Exactly the same argument applies to electoral systems. Some people, including me, would say that authorities should be free to decide their own electoral system for local government. If they want all-out councils, election by thirds, the single transferable vote or first past the post, then, in conjunction with the people in their area—that is very important—they should have a debate about that and come to a decision on it. That would be a strong system, but not immutable. People are entitled to say, “We tried the mayor and it didn’t work—we had a succession of people who weren’t very good. We never had that before when we had a more collegiate view.” We should let people make a choice, and let them renew it every so often if that is what they want. I throw that out as an idea; I do not expect the Minister to accept it. If he does, I will be most grateful, but I suspect that it needs to brew a little, perhaps alongside a constitutional convention.

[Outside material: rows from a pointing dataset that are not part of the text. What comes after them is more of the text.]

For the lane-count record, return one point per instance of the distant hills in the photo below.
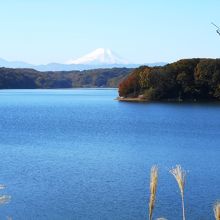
(99, 58)
(33, 79)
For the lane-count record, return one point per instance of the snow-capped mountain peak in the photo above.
(99, 56)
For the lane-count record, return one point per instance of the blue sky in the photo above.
(142, 31)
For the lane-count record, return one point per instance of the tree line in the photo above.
(187, 79)
(32, 79)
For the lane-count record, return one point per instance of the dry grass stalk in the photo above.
(217, 210)
(153, 189)
(180, 176)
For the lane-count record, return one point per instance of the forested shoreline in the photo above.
(187, 79)
(33, 79)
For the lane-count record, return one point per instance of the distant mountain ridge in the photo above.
(99, 58)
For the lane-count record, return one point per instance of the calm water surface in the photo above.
(78, 154)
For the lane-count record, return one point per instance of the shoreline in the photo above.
(131, 99)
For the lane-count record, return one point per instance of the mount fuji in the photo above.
(99, 58)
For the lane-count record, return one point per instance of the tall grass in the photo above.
(153, 189)
(180, 176)
(217, 210)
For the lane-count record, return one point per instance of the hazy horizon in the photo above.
(142, 32)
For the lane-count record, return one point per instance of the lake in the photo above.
(79, 154)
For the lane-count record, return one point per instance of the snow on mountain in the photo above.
(99, 56)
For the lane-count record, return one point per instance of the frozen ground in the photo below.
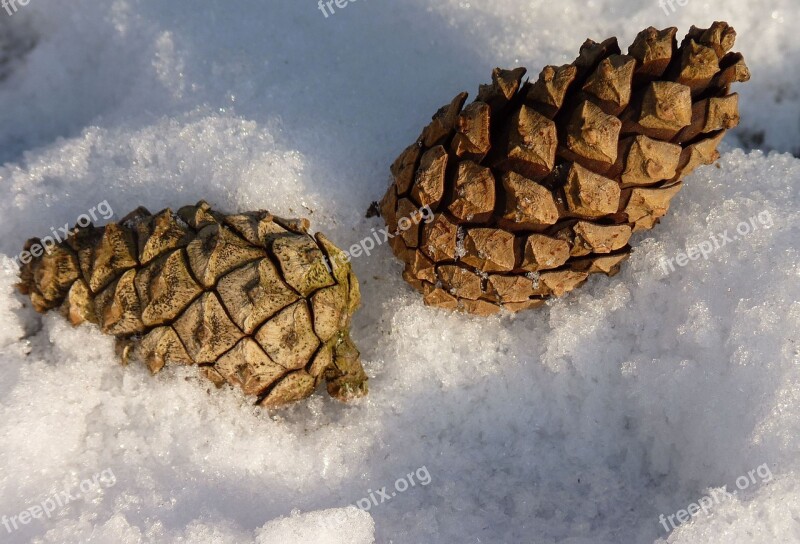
(579, 423)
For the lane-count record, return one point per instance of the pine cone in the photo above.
(537, 185)
(252, 299)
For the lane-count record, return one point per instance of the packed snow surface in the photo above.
(659, 405)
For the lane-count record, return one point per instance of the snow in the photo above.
(582, 422)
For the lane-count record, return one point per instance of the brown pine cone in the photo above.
(537, 185)
(251, 298)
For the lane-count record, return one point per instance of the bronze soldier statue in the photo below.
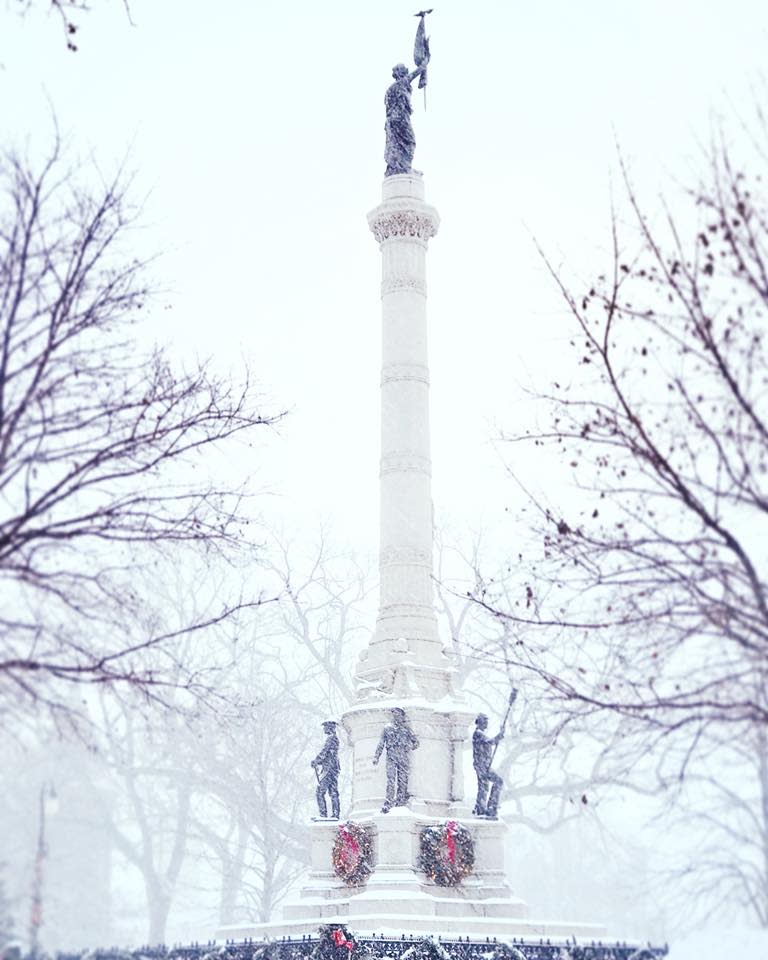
(328, 780)
(398, 739)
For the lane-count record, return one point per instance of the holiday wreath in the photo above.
(447, 854)
(353, 853)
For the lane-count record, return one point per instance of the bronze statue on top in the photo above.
(400, 140)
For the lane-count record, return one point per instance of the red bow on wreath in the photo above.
(350, 850)
(341, 941)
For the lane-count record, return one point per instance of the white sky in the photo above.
(257, 127)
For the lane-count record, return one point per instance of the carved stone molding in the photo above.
(403, 223)
(394, 372)
(396, 283)
(405, 463)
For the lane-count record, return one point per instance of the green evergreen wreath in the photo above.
(352, 853)
(447, 854)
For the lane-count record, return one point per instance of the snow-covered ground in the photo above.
(721, 944)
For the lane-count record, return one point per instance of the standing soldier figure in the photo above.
(328, 781)
(399, 740)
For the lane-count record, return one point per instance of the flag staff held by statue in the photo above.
(421, 51)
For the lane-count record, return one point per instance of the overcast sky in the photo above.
(256, 129)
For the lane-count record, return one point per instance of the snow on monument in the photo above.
(416, 851)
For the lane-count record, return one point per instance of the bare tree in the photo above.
(646, 601)
(98, 443)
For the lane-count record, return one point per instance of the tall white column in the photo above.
(405, 655)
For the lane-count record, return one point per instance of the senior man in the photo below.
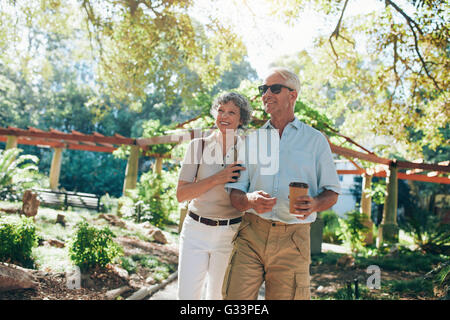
(273, 245)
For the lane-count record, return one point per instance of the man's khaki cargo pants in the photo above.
(269, 251)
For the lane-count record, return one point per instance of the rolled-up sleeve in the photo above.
(190, 163)
(327, 176)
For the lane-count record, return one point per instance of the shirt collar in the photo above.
(295, 123)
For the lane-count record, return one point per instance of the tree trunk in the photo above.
(30, 204)
(13, 277)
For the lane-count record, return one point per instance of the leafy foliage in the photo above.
(93, 247)
(15, 173)
(154, 198)
(17, 239)
(331, 226)
(380, 73)
(428, 231)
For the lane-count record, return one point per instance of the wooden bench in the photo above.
(67, 198)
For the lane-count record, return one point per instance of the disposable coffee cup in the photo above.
(296, 189)
(236, 178)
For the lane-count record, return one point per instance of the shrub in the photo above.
(428, 231)
(414, 287)
(17, 239)
(331, 226)
(153, 199)
(16, 173)
(352, 231)
(93, 247)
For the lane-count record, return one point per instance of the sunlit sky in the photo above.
(268, 38)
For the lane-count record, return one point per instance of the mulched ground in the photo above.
(325, 279)
(94, 285)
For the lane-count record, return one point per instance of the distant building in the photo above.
(346, 201)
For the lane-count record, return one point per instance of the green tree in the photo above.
(382, 73)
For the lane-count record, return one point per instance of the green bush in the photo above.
(154, 198)
(17, 239)
(93, 247)
(352, 231)
(404, 260)
(412, 287)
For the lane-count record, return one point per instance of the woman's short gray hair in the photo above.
(239, 101)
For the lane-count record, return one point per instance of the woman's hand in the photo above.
(189, 190)
(230, 174)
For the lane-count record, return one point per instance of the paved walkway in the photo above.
(170, 291)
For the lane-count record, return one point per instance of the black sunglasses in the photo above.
(275, 88)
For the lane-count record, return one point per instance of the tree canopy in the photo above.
(384, 72)
(134, 47)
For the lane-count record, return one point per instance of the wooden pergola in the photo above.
(388, 168)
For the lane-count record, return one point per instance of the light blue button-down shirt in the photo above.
(302, 154)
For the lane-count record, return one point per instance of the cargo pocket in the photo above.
(302, 290)
(226, 280)
(302, 244)
(244, 224)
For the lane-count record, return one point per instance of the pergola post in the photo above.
(366, 207)
(55, 168)
(132, 169)
(388, 231)
(157, 166)
(11, 142)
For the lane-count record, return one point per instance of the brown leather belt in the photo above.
(211, 222)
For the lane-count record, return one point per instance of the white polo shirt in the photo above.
(215, 203)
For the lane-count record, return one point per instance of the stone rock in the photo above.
(113, 294)
(60, 218)
(122, 273)
(113, 220)
(146, 225)
(55, 243)
(14, 277)
(30, 204)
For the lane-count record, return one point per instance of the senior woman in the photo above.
(211, 222)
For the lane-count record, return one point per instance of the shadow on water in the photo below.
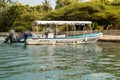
(58, 62)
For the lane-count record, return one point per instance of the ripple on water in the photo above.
(47, 62)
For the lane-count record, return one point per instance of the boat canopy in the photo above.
(62, 22)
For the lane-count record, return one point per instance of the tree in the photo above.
(46, 6)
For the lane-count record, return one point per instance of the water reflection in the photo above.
(59, 62)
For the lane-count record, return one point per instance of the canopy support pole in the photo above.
(74, 30)
(56, 30)
(67, 30)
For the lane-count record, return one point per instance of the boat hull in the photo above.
(88, 38)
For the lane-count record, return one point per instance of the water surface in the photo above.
(100, 61)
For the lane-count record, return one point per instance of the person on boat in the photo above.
(46, 32)
(11, 37)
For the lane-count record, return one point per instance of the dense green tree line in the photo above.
(104, 14)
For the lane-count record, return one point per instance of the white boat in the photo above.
(53, 38)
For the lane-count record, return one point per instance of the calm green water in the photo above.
(100, 61)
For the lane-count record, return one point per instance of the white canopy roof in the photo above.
(63, 22)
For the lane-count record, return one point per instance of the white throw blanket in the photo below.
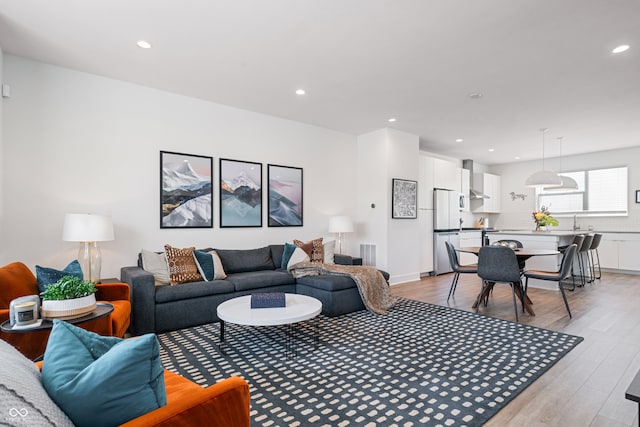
(372, 286)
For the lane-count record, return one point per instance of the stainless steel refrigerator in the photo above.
(446, 226)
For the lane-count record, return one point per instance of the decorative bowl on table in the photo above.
(68, 298)
(68, 308)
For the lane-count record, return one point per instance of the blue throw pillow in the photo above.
(204, 261)
(289, 248)
(102, 381)
(47, 276)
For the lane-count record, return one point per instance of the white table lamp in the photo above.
(89, 229)
(340, 224)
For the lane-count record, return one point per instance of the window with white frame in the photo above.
(602, 192)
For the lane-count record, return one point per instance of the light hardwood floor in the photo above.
(586, 387)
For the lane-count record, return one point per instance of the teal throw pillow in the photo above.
(289, 248)
(47, 276)
(102, 381)
(204, 261)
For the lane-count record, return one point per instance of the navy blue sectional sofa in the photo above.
(168, 308)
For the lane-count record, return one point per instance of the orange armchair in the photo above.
(16, 280)
(224, 404)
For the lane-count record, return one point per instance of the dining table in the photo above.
(522, 254)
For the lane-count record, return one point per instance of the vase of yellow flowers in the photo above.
(543, 218)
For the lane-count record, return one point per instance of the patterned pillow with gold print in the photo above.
(316, 252)
(182, 265)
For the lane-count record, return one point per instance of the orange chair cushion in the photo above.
(224, 404)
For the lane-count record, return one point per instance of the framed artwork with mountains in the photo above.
(186, 190)
(240, 193)
(285, 196)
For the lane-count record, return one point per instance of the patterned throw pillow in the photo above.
(313, 248)
(182, 265)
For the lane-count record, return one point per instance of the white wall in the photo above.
(76, 142)
(383, 155)
(1, 152)
(517, 213)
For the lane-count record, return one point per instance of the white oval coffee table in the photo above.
(299, 308)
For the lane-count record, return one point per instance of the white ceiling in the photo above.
(538, 63)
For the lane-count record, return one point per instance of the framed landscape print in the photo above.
(404, 199)
(285, 196)
(186, 198)
(240, 193)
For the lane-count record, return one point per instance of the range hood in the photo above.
(473, 192)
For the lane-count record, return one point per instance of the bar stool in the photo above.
(585, 265)
(594, 249)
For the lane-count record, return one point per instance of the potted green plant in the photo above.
(69, 297)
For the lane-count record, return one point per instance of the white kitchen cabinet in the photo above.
(619, 251)
(608, 252)
(469, 238)
(425, 182)
(465, 185)
(445, 175)
(628, 255)
(490, 185)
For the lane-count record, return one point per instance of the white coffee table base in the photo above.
(299, 308)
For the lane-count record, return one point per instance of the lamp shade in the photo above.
(340, 224)
(568, 183)
(87, 228)
(544, 178)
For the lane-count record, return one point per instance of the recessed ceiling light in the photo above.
(621, 48)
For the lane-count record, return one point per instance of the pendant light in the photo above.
(544, 178)
(568, 183)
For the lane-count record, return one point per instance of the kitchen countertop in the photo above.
(558, 232)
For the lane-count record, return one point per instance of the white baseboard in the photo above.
(404, 278)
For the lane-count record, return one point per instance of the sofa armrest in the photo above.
(143, 299)
(224, 404)
(112, 292)
(346, 260)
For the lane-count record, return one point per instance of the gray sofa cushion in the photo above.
(242, 260)
(260, 279)
(276, 255)
(328, 282)
(192, 290)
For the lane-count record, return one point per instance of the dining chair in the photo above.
(555, 276)
(583, 260)
(457, 268)
(517, 243)
(499, 264)
(577, 240)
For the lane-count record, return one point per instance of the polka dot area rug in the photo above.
(419, 365)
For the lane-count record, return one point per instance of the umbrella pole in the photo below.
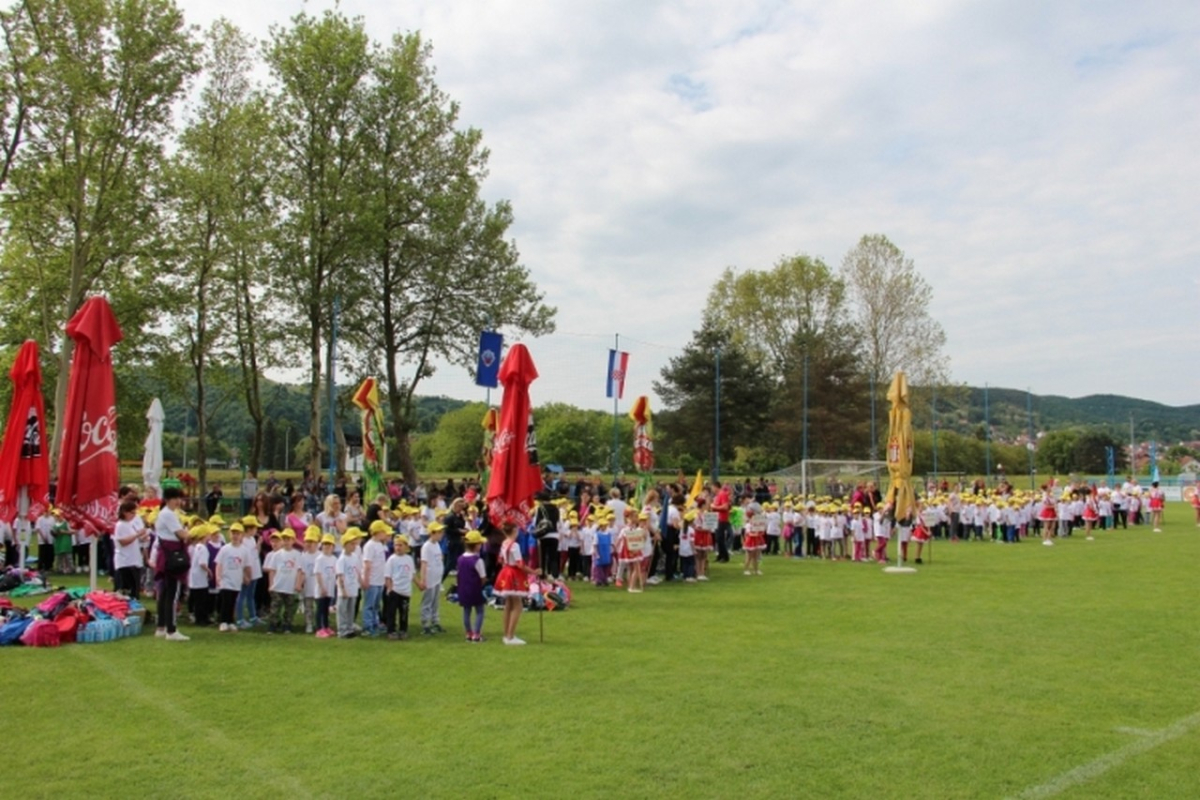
(23, 529)
(93, 557)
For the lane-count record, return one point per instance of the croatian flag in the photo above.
(618, 362)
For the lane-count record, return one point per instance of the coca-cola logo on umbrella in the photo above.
(99, 437)
(31, 445)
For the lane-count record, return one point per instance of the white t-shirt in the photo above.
(252, 560)
(375, 557)
(400, 570)
(167, 525)
(286, 563)
(348, 570)
(307, 566)
(125, 555)
(198, 571)
(231, 566)
(435, 569)
(324, 571)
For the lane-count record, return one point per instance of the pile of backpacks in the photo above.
(73, 615)
(16, 583)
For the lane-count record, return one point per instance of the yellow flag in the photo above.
(697, 486)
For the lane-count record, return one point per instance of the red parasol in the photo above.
(515, 475)
(88, 469)
(23, 463)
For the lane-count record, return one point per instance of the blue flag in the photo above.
(489, 366)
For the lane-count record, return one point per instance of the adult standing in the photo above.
(721, 505)
(169, 533)
(455, 529)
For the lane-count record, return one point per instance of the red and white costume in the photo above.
(513, 581)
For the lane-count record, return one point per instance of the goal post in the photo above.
(833, 477)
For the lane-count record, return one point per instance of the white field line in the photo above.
(271, 777)
(1146, 741)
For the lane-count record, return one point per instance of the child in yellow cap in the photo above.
(307, 566)
(285, 577)
(349, 582)
(399, 575)
(324, 570)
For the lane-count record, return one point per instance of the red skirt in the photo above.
(511, 582)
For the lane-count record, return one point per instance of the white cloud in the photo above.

I have tabled many amendments and I am conscious of trying not to use up too much time. The Chair will raise an eyebrow appropriately if I go on too long, but I do not intend to take as much time as I did earlier. Some of my amendments were initiated by the National Association of Local Councils, others by the New Local Government Network, and the one on devolution for all sizes of authorities by Key Cities, but I will deal with the home-grown ones.
The central amendment is about learning the lesson from Scotland. I am sorry that no one from the Scottish National party is in the Chamber at the moment, because their advice would be very helpful. Someone who went to Scotland, even before the referendum, would have gone to a country that has a chunk of income tax assigned to its Government—to the Scottish Parliament. Rather painlessly, four years ago, we passed the Scotland Act 2012, which gave the equivalent of a 10p income tax rate to the Scottish Parliament. The national rate was reduced by 10p and we substituted a Scottish rate of 10p, so nobody paid any more and no elements of equalisation changed, but there was a clear line of account from the Scottish people as taxpayers to their Government in Holyrood.
I am making the radical, earth-shattering, civilisation-ending suggestion that what the Scots did could work for England and that the English people are just as capable of benefiting from such a system as the Scottish people are already. We could assign a chunk of income tax, not directly to every individual local authority, because that would become a nightmare, but, in essence, to the equivalent of the Scottish Government, which would be the Department for Communities and Local Government. That chunk would go to the DCLG as a block of, say, 10p in the pound, through the distribution mechanism, as now, with proper equalisation, as now, and no changes in the rates. That would give everybody a really clear line of account. If it was on people’s wage slips that that chunk of their national income tax went to local government, everyone would suddenly start to take much greater interest in their local government because they would see for the first time that they were spending that chunk of their income tax money on it.